[Wsf-general] data services and resources
sumedha rubasinghe
sumedha at wso2.com
Wed Apr 18 01:09:20 PDT 2007
Sanjiva Weerawarana wrote:
> I agree the language integrated query work makes it so much easier to
> do a wide class of applications. Java is without a doubt so behind in
> language innovation now.
>
> On ADO Entities- is that really different from EJB CMP and EJB QL?
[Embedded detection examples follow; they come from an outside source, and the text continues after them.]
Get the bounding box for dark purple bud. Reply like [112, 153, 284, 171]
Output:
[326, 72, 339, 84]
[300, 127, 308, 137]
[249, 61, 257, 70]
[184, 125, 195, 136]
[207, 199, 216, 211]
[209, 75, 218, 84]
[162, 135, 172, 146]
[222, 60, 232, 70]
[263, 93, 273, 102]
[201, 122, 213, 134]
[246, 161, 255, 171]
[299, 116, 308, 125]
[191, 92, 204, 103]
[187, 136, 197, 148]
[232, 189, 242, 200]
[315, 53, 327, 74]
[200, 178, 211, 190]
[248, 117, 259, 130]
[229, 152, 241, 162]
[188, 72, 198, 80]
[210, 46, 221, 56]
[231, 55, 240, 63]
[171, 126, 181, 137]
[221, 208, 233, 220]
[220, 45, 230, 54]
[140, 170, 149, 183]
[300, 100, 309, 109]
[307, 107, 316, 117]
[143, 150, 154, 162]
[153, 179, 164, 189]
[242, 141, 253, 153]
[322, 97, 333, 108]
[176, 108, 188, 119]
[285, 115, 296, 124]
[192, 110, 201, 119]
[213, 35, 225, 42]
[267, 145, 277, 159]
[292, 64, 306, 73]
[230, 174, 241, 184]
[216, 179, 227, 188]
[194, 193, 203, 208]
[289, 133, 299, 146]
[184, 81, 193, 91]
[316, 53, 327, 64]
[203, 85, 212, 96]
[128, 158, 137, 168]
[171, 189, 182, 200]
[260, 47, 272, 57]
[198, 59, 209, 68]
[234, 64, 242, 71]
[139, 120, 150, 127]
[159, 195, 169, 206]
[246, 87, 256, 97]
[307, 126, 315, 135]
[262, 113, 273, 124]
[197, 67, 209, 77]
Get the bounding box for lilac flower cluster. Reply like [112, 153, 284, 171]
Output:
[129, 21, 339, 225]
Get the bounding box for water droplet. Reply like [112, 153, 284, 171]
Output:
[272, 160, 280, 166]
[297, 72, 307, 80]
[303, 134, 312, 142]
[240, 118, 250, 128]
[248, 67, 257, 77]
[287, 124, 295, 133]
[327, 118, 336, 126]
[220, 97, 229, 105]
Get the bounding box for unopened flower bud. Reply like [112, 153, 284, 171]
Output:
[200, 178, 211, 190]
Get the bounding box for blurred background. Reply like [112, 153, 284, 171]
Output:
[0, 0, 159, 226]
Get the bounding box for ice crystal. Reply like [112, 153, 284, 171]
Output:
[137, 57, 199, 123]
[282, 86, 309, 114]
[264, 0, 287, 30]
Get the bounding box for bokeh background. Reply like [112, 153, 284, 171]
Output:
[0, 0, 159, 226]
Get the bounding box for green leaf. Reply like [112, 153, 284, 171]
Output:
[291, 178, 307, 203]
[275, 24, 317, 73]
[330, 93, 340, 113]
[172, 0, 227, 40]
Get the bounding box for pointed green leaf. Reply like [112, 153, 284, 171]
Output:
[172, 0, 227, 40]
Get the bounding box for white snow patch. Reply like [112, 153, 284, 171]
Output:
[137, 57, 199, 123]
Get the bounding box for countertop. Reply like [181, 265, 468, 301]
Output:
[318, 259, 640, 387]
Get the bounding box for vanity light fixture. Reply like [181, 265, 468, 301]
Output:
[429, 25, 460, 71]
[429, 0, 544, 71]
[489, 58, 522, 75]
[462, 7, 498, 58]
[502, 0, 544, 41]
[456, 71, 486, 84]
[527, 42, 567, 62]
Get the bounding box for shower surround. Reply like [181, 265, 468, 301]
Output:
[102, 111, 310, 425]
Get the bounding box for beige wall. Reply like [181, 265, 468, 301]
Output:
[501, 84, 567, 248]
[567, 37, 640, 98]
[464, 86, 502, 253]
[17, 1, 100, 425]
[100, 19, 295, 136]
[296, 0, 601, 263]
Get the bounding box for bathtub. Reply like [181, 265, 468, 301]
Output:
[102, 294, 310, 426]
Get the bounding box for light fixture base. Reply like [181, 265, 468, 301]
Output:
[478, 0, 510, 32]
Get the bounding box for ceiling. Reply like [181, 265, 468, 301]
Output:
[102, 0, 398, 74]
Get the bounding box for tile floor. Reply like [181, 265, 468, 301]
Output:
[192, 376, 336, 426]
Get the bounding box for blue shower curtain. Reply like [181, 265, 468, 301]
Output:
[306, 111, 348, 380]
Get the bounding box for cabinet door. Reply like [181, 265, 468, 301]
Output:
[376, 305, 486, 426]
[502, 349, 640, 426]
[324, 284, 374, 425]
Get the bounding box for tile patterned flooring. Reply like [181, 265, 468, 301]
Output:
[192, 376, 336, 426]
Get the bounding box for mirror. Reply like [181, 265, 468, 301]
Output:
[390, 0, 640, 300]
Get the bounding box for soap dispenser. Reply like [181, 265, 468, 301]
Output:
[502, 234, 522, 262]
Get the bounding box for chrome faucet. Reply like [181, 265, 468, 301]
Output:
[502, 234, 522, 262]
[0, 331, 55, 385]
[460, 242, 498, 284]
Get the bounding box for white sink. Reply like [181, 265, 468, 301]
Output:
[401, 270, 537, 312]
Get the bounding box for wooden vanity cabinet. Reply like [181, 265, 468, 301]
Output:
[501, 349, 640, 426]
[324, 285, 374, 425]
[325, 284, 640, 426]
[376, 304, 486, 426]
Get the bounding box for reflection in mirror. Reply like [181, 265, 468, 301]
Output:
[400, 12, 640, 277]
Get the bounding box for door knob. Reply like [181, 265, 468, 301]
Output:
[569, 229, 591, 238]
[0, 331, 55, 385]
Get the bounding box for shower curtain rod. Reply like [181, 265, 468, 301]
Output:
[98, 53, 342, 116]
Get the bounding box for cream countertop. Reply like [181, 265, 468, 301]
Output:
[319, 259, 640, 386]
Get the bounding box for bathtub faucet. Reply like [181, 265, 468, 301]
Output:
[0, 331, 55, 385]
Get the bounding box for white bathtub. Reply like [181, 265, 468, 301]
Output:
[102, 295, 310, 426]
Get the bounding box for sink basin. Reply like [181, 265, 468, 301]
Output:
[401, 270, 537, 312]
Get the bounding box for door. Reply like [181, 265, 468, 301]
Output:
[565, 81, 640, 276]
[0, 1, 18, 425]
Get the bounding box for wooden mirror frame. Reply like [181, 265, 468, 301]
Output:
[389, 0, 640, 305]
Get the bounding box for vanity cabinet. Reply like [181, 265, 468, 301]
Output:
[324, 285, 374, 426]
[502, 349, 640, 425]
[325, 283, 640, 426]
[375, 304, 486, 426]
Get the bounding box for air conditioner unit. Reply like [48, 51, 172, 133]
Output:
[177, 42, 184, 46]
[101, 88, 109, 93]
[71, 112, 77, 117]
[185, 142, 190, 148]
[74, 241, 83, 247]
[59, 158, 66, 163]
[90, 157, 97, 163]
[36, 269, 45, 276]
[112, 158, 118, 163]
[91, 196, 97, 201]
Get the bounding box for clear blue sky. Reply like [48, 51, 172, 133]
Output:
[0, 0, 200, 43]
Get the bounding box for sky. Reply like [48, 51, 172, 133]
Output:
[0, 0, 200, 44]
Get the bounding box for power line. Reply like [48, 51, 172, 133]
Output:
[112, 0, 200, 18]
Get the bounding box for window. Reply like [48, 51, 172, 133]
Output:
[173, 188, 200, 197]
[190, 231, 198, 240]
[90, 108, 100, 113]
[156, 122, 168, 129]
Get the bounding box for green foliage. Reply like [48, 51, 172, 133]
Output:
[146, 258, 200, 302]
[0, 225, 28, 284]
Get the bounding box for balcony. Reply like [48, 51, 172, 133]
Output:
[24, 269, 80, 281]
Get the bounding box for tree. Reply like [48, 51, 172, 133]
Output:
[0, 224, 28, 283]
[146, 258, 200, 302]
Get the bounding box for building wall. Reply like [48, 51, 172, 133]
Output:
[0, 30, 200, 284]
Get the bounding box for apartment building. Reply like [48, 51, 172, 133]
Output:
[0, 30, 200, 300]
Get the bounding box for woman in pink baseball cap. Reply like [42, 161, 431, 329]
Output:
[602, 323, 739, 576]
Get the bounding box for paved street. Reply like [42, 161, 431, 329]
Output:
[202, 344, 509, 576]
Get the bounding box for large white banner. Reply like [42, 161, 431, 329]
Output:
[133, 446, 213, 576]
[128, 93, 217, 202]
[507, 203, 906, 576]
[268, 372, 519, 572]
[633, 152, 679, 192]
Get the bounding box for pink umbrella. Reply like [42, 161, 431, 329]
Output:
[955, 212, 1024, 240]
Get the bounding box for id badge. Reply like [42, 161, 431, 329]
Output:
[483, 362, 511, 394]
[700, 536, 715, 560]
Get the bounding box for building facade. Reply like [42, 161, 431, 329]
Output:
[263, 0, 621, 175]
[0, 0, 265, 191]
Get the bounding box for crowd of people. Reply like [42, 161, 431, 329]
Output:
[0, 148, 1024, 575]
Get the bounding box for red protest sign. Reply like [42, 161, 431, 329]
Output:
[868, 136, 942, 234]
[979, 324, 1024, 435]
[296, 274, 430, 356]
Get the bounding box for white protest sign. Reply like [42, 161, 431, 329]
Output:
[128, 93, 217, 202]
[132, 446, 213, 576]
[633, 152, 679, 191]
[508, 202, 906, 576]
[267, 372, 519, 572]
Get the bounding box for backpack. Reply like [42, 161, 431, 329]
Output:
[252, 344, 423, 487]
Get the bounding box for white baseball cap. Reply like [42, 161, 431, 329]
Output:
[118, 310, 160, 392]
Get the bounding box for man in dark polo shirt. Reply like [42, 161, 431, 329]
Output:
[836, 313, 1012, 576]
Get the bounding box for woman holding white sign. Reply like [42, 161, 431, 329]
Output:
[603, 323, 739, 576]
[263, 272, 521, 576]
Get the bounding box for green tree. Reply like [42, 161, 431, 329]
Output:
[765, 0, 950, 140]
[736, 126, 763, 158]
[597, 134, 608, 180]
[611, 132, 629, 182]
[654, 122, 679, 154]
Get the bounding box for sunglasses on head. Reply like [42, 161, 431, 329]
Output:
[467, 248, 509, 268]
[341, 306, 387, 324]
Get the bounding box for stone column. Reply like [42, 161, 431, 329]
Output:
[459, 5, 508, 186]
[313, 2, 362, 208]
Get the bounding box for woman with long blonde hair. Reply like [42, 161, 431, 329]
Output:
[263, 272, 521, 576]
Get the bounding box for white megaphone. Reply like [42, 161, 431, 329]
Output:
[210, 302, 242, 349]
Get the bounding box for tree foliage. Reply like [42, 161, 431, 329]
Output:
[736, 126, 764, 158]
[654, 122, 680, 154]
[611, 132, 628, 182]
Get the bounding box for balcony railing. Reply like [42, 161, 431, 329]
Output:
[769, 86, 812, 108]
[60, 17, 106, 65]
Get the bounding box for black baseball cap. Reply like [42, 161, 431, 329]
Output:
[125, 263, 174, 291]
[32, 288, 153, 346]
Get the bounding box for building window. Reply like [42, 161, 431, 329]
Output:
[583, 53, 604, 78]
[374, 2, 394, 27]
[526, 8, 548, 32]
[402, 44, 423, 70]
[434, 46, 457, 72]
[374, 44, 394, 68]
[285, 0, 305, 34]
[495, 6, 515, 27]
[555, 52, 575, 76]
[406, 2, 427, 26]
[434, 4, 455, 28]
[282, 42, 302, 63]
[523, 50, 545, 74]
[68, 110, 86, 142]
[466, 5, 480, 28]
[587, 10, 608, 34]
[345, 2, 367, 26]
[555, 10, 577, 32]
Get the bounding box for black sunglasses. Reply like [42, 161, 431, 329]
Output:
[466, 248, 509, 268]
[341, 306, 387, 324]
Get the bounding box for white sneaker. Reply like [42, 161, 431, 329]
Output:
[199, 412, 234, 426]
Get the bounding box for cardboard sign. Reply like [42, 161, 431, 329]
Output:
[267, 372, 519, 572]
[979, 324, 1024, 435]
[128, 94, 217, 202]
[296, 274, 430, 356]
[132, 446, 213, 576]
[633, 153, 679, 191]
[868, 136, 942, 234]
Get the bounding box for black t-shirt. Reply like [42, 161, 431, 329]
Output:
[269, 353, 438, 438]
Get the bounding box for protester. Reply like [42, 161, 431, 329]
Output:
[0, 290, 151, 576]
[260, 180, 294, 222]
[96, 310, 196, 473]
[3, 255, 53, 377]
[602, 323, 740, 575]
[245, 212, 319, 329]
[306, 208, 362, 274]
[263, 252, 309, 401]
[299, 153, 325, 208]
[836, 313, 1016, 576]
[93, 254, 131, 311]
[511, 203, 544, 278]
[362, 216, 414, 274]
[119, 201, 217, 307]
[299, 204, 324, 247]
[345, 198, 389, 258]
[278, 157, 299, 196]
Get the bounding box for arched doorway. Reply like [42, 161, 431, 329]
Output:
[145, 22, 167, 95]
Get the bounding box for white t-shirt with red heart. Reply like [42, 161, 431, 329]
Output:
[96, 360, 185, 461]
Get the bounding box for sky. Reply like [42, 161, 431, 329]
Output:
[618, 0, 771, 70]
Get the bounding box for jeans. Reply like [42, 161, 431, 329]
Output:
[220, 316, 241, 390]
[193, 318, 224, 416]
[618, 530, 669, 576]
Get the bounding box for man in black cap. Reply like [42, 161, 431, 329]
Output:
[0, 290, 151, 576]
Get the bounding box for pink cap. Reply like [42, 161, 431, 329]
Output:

Looks almost similar to me. Wonder if the performance is also 'G00D' as
EJB QL, when it comes to large queries with lots of joins.
s/G00D/bad
>
> Sanjiva.
>
> James Clark wrote:
>> The ADO.NET Entity Framework
>>
>> http://msdn2.microsoft.com/en-us/library/aa697427(VS.80).aspx
>>
>> seems to have some ideas that are relevant to this.
>>
>> (It's scary how far Microsoft's language-integrated query work puts it
>> ahead of the Java world.)
>>
>> James
>>
>> On Mon, 2007-03-19 at 17:53 +0700, James Clark wrote:
>>> I've been wondering whether a rather different approach to specifying
>>> the data service might be preferable. I haven't worked this approach
>>> out in anything like the detail that our current approach has been
>>> worked out in, but I will try to explain the basic idea.
>>>
>>> The overall philosophy is to be higher-level, more declarative, easier
>>> to use, but less flexible and less powerful. With this philosophy it's
>>> not a goal that the user should be able to design an arbitrary web
>>> service or REST interface to the information in the database and then
>>> use the configuration file to specify that design. Instead the user
>>> gets to decide the kind of reading, writing and searching of the data
>>> that they require the web service/REST interface to provide and we
>>> automatically create a good-quality web service/REST interface that
>>> meets that requirement, together with some modest level of
>>> tweakability.
>>>
>>> The fundamental concept is an "entity-set". The data service would
>>> declare one or more named entity-sets. An entity-set is (surprise,
>>> surprise) a set of entities. Each entity has an identifier that
>>> uniquely identifies it within its entity-set. On the database side of
>>> things, for each entity set there would be a corresponding table; the
>>> primary key would correspond to the entity's identifier (for
>>> simplicity,
>>> at first I would expect we wouldn't handle multi-part primary keys).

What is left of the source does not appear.